今日も、なんでもない一日だと思っていた。

ただ、いつもよりずっと多くの女の子からお菓子やプレゼントをもらうというだけで。



「あー・・疲れたー・・・・ん?桃子ー?」
「あ、キューちゃん!配達の帰り?」

もう夕暮れにさしかかった商店街に、配達を終えて帰ってくると、我が家の前の道を桃子が歩いていた。
道で遭遇することなどめったにないため、珍しいと思って自転車とともに足を止める。 すると横にちょこん、と桃子がやってきて、えへへ、と笑う。本当に愛らしい少女だと思う。
まるで自分の妹を相手にしているかのように、キューは頬をゆるめて笑った。

「おーよ。4軒ぐらい行ってもー死にそう」
「あははっ、商売繁盛してるのはいいことだよー」
「まあなー。そっちもぼちぼちやってるか?」
「うーん、まあまあ、かなあ? お米ってすぐにはなくならないし、他のものわざわざ買いに来ることもあまりないし、ね」
「・・・そっか。まあ気にすんなよ、おまえんちは皆愛嬌があって好かれてるから客には困らねえって。 ・・・それに強い強いイバちゃんがいるんだ、一生安泰だろ」
「・・そう?」
「そ。更におまえの母ちゃんも見守ってくれてるとなればもう怖いもんなしじゃんか」
「ふふっ。キューちゃんが言うとそんな気がするから不思議ね! ありがと。はい、これ、お礼にあげる」
「おうサンキュ、・・ってなんだこれ?」

少女から満面の笑みで渡されたのは、シックなラッピングがなされた小さな四角い箱で、 こげ茶色の紙によく映える赤いリボンが巻かれていた。

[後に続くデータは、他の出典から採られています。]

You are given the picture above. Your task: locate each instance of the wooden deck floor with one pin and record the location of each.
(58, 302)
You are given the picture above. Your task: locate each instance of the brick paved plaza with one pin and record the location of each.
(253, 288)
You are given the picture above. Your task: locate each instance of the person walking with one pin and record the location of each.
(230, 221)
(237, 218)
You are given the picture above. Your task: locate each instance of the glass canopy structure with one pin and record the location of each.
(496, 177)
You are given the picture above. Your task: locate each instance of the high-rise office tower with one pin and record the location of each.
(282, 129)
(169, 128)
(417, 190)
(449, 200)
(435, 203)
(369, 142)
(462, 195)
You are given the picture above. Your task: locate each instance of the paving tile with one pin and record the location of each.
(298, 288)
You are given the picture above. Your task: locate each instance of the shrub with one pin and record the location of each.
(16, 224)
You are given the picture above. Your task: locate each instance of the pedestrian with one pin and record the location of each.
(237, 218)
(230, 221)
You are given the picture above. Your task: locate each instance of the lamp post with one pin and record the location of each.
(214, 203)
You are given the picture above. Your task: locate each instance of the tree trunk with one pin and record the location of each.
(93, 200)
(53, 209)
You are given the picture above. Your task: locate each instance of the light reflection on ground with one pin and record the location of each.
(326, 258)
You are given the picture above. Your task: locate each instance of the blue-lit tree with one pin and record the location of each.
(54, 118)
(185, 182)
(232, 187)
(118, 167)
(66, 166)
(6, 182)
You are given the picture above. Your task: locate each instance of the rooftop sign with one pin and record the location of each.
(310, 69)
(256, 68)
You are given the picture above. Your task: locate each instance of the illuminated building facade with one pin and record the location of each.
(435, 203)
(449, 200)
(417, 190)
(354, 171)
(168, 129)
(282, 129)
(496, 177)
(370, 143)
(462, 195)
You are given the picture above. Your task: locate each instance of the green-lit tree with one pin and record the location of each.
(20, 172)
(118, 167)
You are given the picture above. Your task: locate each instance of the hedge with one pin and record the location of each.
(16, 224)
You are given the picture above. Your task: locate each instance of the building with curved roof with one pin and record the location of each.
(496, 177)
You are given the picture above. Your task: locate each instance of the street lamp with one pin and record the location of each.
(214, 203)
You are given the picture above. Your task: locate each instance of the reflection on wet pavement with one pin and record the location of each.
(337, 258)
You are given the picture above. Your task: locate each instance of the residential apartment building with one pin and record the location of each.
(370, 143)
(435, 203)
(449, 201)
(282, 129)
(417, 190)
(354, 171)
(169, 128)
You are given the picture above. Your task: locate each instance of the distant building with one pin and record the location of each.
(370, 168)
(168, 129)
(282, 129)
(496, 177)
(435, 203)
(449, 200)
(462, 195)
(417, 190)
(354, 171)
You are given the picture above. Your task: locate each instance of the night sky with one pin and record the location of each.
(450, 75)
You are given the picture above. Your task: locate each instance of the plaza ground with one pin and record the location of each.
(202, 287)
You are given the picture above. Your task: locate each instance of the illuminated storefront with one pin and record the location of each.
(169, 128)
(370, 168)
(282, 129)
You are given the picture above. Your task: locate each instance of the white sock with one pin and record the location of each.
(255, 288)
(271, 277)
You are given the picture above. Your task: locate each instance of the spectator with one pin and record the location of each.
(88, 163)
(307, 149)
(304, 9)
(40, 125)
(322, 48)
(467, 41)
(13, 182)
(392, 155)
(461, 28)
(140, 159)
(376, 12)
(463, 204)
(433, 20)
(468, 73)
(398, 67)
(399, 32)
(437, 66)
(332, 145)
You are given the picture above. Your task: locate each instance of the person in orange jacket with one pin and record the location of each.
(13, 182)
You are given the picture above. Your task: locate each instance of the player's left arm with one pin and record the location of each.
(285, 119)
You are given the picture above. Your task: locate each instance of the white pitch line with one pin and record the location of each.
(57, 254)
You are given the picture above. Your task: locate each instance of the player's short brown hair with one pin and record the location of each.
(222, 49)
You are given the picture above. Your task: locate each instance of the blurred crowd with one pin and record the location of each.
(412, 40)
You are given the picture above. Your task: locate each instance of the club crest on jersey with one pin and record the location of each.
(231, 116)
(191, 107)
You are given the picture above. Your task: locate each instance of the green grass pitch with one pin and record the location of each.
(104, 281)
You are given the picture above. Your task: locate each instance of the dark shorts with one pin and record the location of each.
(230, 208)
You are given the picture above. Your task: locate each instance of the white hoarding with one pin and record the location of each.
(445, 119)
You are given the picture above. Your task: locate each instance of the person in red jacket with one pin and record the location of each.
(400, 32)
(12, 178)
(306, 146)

「今日がなんの日か知ってるでしょ、キューちゃんなら絶対たくさんもらってきてるはずだもんね」
「ああ、チョコ、か。桃子がこんな大人っぽいのをくれるなんて驚きだな」
「ううん、キューちゃん、それ私が作ったんじゃないよ」

・・誰からのかよーく考えて食べてね!

にんまり、という形容するのが正しいと思うような妖しい笑みを浮かべた桃子は、くるっと回転して走り去っていってしまった。

「は、?・・おい、桃子?じゃーねってお前どこ行くんだよ!? 謎だけ残してスキップしてんなよ、おぉーーーい!!・・・・無視かよ!!?」

見事にひとり取り残されたキューは大きなため息をつく。
自転車のサドルにまたがり、前後にゆらゆらと揺らしながら箱を眺めた。


はあ・・あの年ごろの女の子はみんなああなのかね?うーん判んねえなあ・・。
はっ、こんな気持ちになるなんてもしかして俺老けた?うそ、まだピッチピチの16歳なのに・・・・! わー・・。
しかし・・・・桃子のやつ、一体誰のを持ってきたんだ? 俺がもらっちゃっていいのかねー。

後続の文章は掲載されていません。